Она обратилась к Линли:
— Мы сегодня никого не ждали. Вчера я уже сказала инспектору Ханкену, что Энди провел ту ночь дома. Я объяснила…
— Да, — подтвердил Линли. — Мне сообщили.
— Тогда я не понимаю, какой толк в новых расспросах. — Она замерла около двери, и ее слова казались такими же напряженными, как и ее поза. — Насколько я поняла, вы приехали именно ради этого, инспектор. Вы собираетесь опять допрашивать Энди, вместо того чтобы предложить нам новые сведения о смерти Николь. Энди не выглядел бы сейчас так ужасно, не терзался бы бесконечной мукой, если бы вы не спросили его, не он ли на самом деле… не он ли побывал в ту ночь на проклятой поляне… — Она вздохнула и решительно добавила: — Нет, во вторник вечером он был здесь. И я уже говорила об этом инспектору Ханкену. Так чего же еще вы хотите от нас?
Полной правды, подумал Линли. Он хотел услышать от них всю правду.
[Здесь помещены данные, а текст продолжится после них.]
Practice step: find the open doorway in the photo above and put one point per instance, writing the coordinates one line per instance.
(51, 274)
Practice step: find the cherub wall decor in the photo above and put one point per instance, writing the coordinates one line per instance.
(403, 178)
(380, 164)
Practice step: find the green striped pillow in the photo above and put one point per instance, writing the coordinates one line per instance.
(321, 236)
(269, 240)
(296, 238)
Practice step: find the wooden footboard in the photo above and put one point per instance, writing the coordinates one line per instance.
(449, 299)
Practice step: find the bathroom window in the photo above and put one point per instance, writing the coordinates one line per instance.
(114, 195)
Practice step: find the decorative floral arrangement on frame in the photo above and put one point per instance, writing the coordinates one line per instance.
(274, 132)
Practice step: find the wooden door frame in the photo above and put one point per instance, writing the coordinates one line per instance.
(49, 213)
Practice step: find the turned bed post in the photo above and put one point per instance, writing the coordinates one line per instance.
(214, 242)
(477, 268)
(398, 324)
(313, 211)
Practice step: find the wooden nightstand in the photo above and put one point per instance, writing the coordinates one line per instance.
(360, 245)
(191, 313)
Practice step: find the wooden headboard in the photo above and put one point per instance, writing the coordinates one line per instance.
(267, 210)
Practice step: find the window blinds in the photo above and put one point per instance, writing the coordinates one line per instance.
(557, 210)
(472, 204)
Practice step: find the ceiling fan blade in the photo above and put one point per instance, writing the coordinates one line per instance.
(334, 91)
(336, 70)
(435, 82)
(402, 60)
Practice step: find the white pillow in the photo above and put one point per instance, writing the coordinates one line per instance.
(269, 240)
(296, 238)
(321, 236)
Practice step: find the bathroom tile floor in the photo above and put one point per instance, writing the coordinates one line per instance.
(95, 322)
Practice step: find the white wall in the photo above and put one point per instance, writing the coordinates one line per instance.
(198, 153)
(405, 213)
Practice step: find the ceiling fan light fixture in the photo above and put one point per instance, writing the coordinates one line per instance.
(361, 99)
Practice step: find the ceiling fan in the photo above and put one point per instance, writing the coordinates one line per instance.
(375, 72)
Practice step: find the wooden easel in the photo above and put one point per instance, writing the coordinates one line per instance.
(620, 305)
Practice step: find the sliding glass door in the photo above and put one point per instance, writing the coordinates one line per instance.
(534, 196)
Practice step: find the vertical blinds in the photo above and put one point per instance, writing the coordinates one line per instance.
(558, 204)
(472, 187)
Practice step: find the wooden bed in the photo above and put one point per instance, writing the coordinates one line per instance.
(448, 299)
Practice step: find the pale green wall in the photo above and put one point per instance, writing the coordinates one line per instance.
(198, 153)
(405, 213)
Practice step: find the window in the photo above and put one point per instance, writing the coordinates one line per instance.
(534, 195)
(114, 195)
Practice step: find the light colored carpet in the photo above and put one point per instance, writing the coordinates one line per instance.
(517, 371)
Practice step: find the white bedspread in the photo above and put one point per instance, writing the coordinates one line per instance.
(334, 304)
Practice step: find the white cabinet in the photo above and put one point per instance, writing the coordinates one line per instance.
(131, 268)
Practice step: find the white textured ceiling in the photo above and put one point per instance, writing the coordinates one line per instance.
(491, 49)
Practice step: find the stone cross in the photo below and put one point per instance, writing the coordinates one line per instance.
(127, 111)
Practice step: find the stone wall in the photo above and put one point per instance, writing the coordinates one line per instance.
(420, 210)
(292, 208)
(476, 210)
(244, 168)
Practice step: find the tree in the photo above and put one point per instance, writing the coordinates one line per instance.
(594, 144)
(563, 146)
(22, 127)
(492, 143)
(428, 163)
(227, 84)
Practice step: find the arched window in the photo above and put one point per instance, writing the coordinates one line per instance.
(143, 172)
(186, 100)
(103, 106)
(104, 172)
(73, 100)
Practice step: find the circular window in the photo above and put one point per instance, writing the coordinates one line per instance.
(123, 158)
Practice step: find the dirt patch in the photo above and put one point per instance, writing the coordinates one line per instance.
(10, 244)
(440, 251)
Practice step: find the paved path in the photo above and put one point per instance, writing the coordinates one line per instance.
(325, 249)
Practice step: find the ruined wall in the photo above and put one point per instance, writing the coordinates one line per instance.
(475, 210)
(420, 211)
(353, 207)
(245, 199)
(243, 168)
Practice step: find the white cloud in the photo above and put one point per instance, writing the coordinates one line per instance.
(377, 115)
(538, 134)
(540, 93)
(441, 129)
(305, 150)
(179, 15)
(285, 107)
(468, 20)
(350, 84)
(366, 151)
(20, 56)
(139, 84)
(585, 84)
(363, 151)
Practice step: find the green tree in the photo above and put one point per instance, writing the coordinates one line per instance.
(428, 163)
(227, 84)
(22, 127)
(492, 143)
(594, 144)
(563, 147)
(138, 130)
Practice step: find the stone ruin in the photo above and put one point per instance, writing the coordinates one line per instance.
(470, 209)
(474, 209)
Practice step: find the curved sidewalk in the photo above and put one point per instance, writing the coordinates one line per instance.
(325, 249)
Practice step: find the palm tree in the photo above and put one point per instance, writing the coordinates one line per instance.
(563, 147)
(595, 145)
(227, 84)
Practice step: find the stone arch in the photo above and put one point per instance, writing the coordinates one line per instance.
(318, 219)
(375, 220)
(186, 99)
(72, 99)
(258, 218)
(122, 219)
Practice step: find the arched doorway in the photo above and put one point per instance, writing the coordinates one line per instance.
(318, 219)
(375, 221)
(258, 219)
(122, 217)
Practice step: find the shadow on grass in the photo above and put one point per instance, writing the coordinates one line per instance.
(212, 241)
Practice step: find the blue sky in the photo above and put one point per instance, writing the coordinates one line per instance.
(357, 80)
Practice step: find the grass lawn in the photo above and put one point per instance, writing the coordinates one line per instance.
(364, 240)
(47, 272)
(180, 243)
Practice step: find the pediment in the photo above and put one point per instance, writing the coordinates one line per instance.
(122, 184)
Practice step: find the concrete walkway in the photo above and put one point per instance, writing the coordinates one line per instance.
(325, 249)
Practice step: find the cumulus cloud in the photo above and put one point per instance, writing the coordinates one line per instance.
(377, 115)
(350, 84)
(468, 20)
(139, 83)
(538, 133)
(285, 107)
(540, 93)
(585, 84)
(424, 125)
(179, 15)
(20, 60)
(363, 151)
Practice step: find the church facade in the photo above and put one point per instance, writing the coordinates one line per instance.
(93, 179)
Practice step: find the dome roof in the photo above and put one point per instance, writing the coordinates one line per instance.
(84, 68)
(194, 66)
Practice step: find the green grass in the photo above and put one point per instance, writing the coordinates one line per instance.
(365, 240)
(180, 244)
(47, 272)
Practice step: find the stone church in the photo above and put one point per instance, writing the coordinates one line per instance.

Более того, хотел, чтобы они оба посмотрели правде в глаза. Но в последний момент, когда можно было бы рассказать Нэн всю правду о жизни ее дочери в Лондоне, он промолчал. В конечном счете подробности о жизни Николь все равно выплывут — в ходе допросов, в приобщенных к делу показаниях и в суде, — и не было никакой причины вываливать их прямо сейчас. Пусть пока полежит в шкафу тот оскаленный скелет, о существовании которого мать девушки даже не подозревала. Хотя бы в этом на данный момент Линли мог уважить желания Энди Мейдена.